Meryn Cadell, singer, songwriter, teacher (born in Brooklyn, NY). A singer-songwriter best known for the quirky spoken-word song “The Sweater,” which became a sleeper hit in 1992.
Meryn Cadell, singer, songwriter, teacher (born in Brooklyn, NY). A singer-songwriter best known for the quirky spoken-word song “The Sweater,” which became a sleeper hit in 1992, Meryn Cadell received Juno Award nominations for Most Promising Female Vocalist and Best New Solo Artist, and released three albums before going on to teach songwriting at the University of British Columbia. Cadell underwent a gender transition in 2003 and came out as a female-to-male (FTM) transsexual in 2004.
Education and Early Career
Cadell was raised in Waterloo, Ontario, and moved to Toronto in the mid-1980s to attend the Ontario College of Art and Design (now Ontario College of Art and Design University). Cadell performed in Queen Street nightclubs for several years alongside such burgeoning acts as the Barenaked Ladies, and became popular for a playful, avant-garde mix of music, poetry and performance art.
After releasing an independent cassette titled MARE-in ka-DELL (1988), Cadell signed with the independent Toronto label Intrepid Records, which released the 20-track angel food for thought in 1991. A quirky and humorous spoken-word song called "The Sweater" — which recounts a teenage girl’s obsession with a boy and his sweater over a remixed sample of Syd Dale’s jazzy instrumental track “Walk and Talk” — became popular on alternative and campus radio stations across Canada.
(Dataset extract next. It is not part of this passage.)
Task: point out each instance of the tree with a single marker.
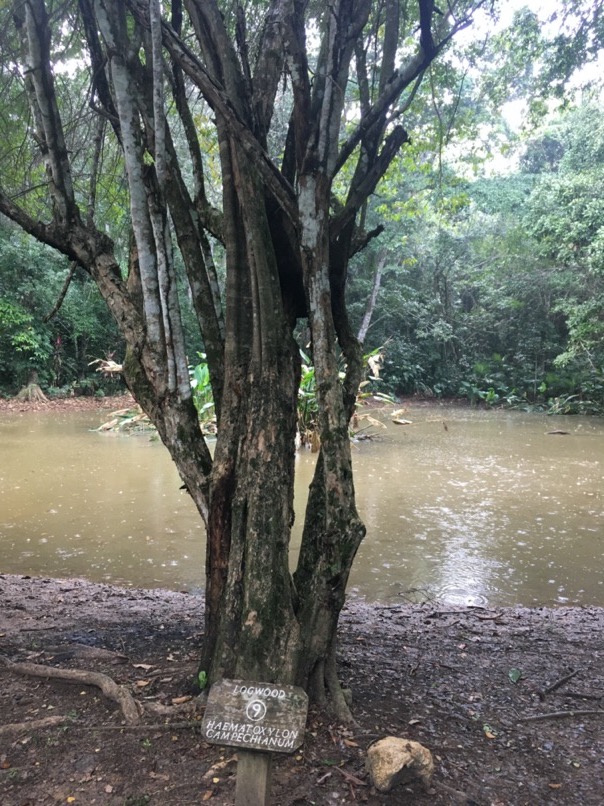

After the video went into heavy rotation on MuchMusic, the song became a modest hit, peaking at No. 46 on the Canadian singles chart in the summer of 1992. This led to Cadell signing with Sire Records, which re-released the album worldwide.
Cadell’s sophomore album, Bombazine (1993), featured contributions from the Rheostatics, k.d. lang collaborator Ben Mink and Barenaked Ladies drummer Tyler Stewart, among others. It didn't reach as large an audience and Cadell parted ways with Sire. Toronto's Handsome Boy Records released Cadell’s third album, 6 Blocks (1997), which featured cellist Anne Bourne, singer Mary Margaret O'Hara and members of Blue Peter, the Odds and the Rheostatics. Unlike earlier albums, which included some spoken-word tracks, 6 Blocks featured Cadell singing all 11 songs. The album met with lukewarm consumer response in Canada and Cadell moved to New York City.
Cadell received Juno Award nominations for Most Promising Female Vocalist in 1992 and Best New Solo Artist in 1994, and also made a variety of television and radio appearances, many of them on the CBC. Cadell earned a 1993 Gemini nomination for performing in an episode of the CBC TV series Ear to The Ground, and contributed to almost 20 albums by other artists, including the Barenaked Ladies’ Gordon (1992) and the soundtrack for Thom Fitzgerald’s The Hanging Garden (1997). In 2007, Bongo Beat Records released a re-mastered edition of angel food for thought, which included the video for "The Sweater" and two tracks that were previously available only on cassette.
Teaching Career and Other Pursuits
Cadell took a break from music in 1995 to work with PEN International, a charity devoted to the defense of freedom of expression. Cadell also wrote a feature film titled Going Back to Find, which was set to be produced by Bruce McDonald but never came to fruition, and a multimedia play titled Raging Dreams that was staged in Toronto.
Cadell underwent a gender transition in 2003 and came out as an FTM transsexual in October 2004; he discussed his transition publicly for the first time on Bill Richardson’s CBC Radio One program Bunny Watson. Cadell retired from the music business and moved to Vancouver in 2003 to teach song lyrics and libretto in the Creative Writing Program at the University of British Columbia.